Darkwood is a lot stranger than I expected. I was drawn to it by the promise of no jump scares – I wondered whether a horror game really could resist the urge to suddenly surprise me, and if it couldn’t, how it could scare me. It also happened to be Halloween so I wanted to be scared, and Darkwood had just arrived on PS5, so the um, pumpkins aligned.
Darkwood
- Developer: Acid Wizard Games / Crunching Koalas (PS5)

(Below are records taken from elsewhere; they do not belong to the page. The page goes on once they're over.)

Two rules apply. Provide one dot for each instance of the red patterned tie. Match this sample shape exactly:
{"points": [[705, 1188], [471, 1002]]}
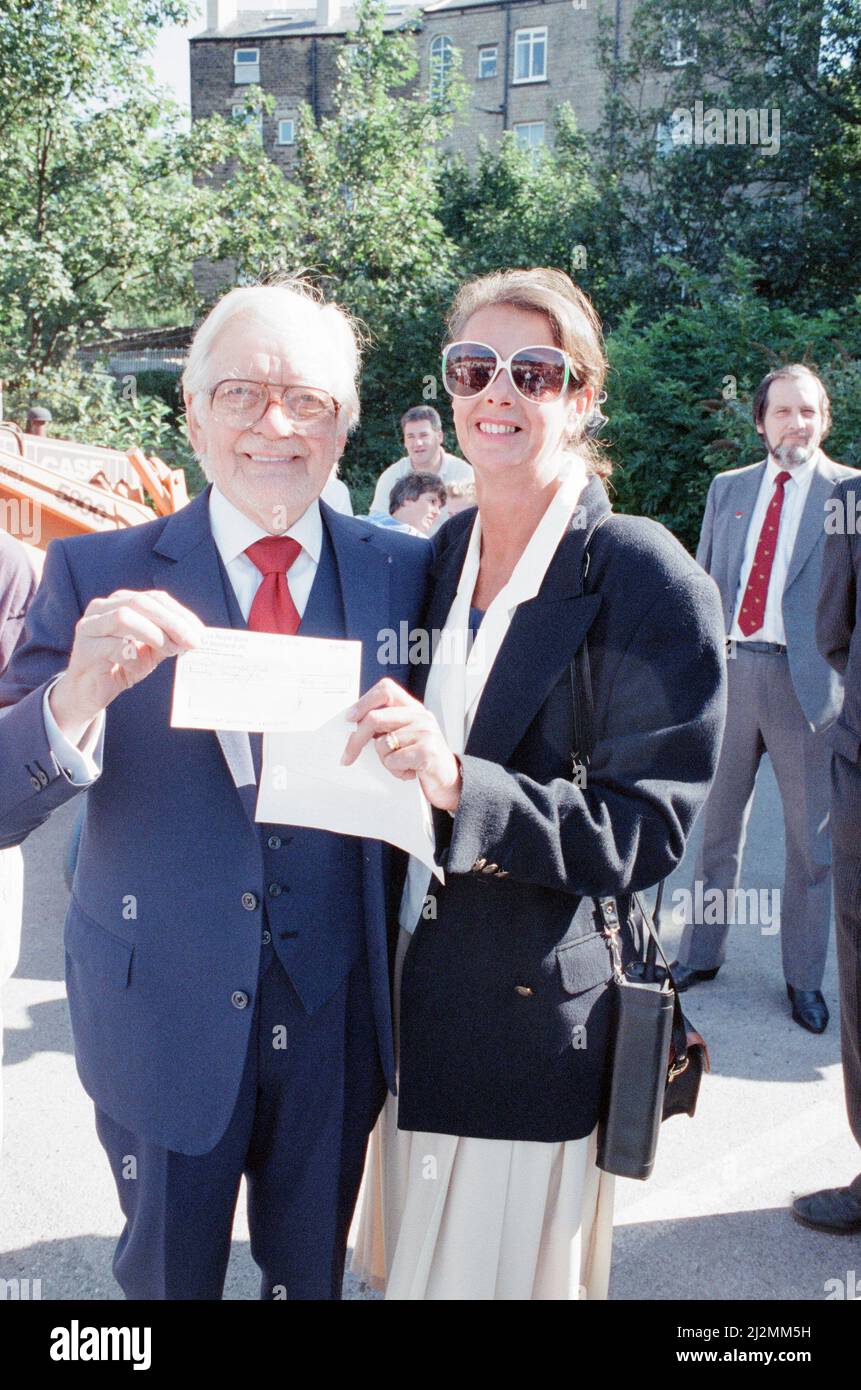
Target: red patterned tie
{"points": [[273, 609], [753, 605]]}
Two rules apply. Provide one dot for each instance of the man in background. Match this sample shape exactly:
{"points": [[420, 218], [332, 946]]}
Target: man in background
{"points": [[838, 1209], [424, 453], [38, 420], [459, 496], [762, 541], [415, 505]]}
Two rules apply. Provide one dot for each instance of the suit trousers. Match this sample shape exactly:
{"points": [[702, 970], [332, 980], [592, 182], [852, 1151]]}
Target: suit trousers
{"points": [[310, 1093], [762, 716], [847, 909]]}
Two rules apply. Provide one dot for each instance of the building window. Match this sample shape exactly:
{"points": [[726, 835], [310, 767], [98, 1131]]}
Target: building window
{"points": [[441, 60], [679, 42], [530, 54], [252, 118], [487, 61], [530, 136], [664, 138], [246, 66]]}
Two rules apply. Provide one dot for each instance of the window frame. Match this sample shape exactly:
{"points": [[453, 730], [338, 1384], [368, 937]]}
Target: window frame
{"points": [[241, 67], [249, 118], [530, 146], [433, 75], [532, 31], [484, 49]]}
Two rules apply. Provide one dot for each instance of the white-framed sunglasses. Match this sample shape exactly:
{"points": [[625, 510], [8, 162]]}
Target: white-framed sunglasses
{"points": [[540, 374]]}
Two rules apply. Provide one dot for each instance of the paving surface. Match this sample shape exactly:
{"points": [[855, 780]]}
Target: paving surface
{"points": [[711, 1222]]}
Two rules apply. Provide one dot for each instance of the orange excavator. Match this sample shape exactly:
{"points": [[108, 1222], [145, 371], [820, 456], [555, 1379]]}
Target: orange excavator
{"points": [[53, 488]]}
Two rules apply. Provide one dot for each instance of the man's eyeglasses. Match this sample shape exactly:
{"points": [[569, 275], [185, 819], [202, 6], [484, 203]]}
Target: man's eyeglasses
{"points": [[538, 374], [242, 403]]}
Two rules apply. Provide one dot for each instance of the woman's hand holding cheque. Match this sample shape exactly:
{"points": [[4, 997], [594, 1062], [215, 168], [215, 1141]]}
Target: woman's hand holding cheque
{"points": [[408, 740]]}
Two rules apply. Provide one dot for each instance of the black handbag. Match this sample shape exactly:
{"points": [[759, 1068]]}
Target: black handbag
{"points": [[657, 1057]]}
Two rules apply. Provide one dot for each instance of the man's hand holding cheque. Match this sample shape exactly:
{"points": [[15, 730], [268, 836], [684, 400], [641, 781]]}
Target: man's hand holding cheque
{"points": [[118, 641], [408, 740]]}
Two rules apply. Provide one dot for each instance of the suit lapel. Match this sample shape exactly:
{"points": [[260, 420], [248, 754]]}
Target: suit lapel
{"points": [[444, 577], [185, 563], [811, 524], [538, 645], [541, 641]]}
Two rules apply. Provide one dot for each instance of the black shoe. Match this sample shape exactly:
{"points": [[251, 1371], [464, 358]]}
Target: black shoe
{"points": [[685, 976], [835, 1209], [810, 1009]]}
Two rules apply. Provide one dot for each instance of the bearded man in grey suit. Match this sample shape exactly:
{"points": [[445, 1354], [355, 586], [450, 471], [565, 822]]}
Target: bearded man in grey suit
{"points": [[838, 1209], [762, 541]]}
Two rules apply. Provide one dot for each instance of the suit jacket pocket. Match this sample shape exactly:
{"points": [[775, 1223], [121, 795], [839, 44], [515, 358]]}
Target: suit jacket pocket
{"points": [[584, 963], [98, 950]]}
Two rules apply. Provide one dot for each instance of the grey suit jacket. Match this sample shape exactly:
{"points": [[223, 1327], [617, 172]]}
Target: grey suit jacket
{"points": [[839, 640], [728, 512]]}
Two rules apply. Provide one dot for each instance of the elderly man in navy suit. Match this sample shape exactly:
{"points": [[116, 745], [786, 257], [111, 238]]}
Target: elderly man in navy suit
{"points": [[838, 1209], [227, 980], [762, 541]]}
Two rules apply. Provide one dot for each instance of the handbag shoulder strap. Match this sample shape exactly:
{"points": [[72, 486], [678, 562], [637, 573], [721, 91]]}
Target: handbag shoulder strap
{"points": [[584, 741]]}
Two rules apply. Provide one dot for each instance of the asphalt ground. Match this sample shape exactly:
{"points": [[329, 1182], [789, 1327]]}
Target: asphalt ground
{"points": [[712, 1221]]}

- Publisher: Acid Wizard Games
- Platform: Played on PS5
- Availability: Released 2017 on PC, and 28th October 2022 on PS5
But now I feel misled. Not because Darkwood isn’t scary, or because it uses jump scares – it has surprised me a few times (maybe there’s no getting away from this in horror), though not enough to suggest it leans on this as a scare tactic. But because reducing Darkwood to a conversation about scares misses so much of what I think it’s about.

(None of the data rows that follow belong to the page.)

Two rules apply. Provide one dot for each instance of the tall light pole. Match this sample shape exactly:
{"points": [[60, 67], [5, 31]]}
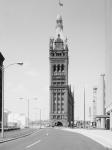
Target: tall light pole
{"points": [[3, 69], [84, 107], [28, 108], [40, 115]]}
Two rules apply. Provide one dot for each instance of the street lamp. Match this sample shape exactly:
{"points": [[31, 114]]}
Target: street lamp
{"points": [[28, 109], [3, 69]]}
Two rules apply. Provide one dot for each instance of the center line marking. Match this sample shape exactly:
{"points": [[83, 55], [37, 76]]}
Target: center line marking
{"points": [[33, 144]]}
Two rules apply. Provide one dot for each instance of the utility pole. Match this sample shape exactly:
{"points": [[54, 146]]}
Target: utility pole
{"points": [[84, 107]]}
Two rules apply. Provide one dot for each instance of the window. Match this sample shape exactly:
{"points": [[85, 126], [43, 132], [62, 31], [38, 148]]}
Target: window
{"points": [[62, 67], [58, 68], [54, 68]]}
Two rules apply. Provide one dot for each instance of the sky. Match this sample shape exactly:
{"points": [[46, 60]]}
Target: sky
{"points": [[25, 29]]}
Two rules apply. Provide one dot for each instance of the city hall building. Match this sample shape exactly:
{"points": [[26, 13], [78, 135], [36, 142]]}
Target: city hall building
{"points": [[61, 96]]}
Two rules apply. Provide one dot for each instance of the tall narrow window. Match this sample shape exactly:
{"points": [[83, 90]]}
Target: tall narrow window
{"points": [[54, 68], [58, 68], [62, 67]]}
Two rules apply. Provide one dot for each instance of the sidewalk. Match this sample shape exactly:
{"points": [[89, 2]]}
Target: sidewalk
{"points": [[104, 137], [11, 135]]}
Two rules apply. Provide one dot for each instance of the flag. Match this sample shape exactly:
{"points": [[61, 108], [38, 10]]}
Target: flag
{"points": [[61, 4]]}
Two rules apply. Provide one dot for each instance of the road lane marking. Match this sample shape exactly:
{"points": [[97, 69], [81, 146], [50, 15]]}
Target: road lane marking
{"points": [[33, 144]]}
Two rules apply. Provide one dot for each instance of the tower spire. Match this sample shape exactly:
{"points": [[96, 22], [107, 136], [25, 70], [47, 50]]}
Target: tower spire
{"points": [[59, 22]]}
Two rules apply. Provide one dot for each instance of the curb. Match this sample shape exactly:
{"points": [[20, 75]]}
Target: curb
{"points": [[20, 136]]}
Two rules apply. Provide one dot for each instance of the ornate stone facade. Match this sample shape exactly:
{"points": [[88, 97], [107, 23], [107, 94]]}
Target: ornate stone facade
{"points": [[61, 97]]}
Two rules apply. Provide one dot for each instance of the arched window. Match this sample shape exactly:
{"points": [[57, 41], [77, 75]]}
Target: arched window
{"points": [[62, 67]]}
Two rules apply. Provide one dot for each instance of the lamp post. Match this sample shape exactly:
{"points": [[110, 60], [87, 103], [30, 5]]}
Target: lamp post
{"points": [[28, 108], [40, 116], [3, 69]]}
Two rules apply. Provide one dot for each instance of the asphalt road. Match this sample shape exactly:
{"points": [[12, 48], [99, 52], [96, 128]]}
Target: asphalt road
{"points": [[52, 139]]}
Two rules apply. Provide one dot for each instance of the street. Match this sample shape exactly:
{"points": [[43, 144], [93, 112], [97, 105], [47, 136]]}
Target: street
{"points": [[52, 139]]}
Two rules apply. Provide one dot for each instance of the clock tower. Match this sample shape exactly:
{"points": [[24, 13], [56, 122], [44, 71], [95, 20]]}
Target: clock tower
{"points": [[61, 97]]}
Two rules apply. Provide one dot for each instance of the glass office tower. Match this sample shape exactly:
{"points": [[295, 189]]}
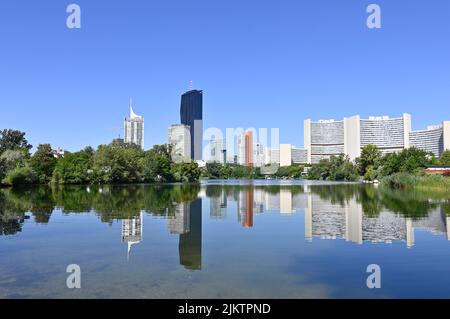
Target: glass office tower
{"points": [[191, 113]]}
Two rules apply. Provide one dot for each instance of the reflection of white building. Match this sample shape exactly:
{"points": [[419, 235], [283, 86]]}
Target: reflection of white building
{"points": [[179, 224], [285, 201], [132, 231], [348, 221]]}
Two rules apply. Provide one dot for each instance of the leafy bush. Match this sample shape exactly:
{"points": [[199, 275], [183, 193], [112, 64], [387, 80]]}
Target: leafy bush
{"points": [[21, 176]]}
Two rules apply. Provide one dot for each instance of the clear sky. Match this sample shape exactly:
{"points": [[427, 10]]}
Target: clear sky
{"points": [[260, 63]]}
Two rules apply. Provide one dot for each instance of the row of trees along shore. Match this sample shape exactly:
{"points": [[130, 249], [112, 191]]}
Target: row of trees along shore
{"points": [[119, 162]]}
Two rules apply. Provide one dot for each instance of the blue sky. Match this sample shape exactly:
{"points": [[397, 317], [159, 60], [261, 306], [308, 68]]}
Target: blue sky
{"points": [[260, 63]]}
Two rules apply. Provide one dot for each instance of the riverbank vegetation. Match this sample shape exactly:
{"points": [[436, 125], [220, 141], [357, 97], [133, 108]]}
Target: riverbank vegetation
{"points": [[404, 169], [109, 164], [121, 163]]}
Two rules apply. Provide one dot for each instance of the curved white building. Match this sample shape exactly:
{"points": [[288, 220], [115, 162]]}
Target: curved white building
{"points": [[388, 134], [331, 138], [324, 139], [435, 139]]}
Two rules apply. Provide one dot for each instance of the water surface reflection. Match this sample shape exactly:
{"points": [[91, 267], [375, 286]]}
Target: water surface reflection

Darkwood is deep – surprisingly so. It’s surprising because the top-down, retro presentation – it’s quite like Hotline Miami but without the lurid colours – and the base-defence set-up make it feel quite simple. You’ve played this kind of game a million times before. Find wood to barricade windows. Find fuel to power a generator. Craft things. Keep the lights on, keep the enemies away at night.

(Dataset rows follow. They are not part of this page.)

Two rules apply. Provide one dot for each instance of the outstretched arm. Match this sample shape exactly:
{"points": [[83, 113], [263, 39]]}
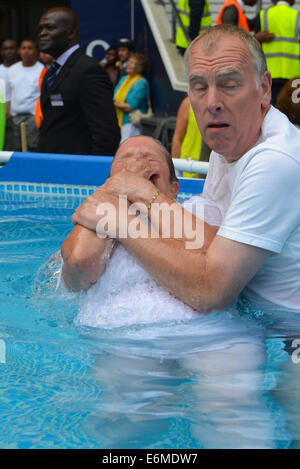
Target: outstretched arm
{"points": [[85, 256]]}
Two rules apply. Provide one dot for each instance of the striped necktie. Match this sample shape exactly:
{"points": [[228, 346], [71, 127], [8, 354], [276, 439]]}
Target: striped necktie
{"points": [[51, 75]]}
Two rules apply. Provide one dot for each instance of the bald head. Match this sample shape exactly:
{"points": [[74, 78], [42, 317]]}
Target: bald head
{"points": [[58, 30]]}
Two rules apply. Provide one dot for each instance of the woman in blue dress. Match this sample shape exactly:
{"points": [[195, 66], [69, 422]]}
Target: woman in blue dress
{"points": [[132, 93]]}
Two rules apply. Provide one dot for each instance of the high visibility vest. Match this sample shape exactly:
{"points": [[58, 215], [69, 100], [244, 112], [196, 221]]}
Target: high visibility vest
{"points": [[242, 19], [38, 111], [184, 13], [192, 142], [283, 53]]}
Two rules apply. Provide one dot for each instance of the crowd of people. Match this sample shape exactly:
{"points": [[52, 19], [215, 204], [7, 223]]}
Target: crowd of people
{"points": [[113, 109], [103, 110]]}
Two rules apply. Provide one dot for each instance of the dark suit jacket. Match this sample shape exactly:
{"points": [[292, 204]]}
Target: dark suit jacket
{"points": [[78, 112]]}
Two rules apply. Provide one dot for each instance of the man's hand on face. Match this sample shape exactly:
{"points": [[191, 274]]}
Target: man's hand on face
{"points": [[99, 206]]}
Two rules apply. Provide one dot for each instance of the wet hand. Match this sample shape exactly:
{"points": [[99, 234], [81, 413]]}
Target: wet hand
{"points": [[99, 209]]}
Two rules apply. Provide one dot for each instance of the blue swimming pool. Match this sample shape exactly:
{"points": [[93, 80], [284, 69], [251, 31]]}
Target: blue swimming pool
{"points": [[226, 380]]}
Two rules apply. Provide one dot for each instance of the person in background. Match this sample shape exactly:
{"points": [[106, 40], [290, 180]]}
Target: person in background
{"points": [[196, 17], [187, 141], [282, 54], [109, 64], [233, 12], [131, 93], [125, 47], [22, 93], [255, 150], [9, 56], [47, 60], [77, 94], [288, 100]]}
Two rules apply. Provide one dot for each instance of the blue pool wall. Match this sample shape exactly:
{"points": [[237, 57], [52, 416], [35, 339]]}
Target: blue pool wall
{"points": [[70, 169]]}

But it’s what’s underneath, and what starts to emerge in time, that makes Darkwood so much more. Take the tutorial, for instance. It’s not what you expect. You’re some bloke trapped in a cabin in the woods, and as you explore the cabin, you find cages, but you can’t clearly see what’s going on because the lights are dim – the game loves playing around with light. It all feels slightly wrong and ominous. Then a stranger arrives and you capture him.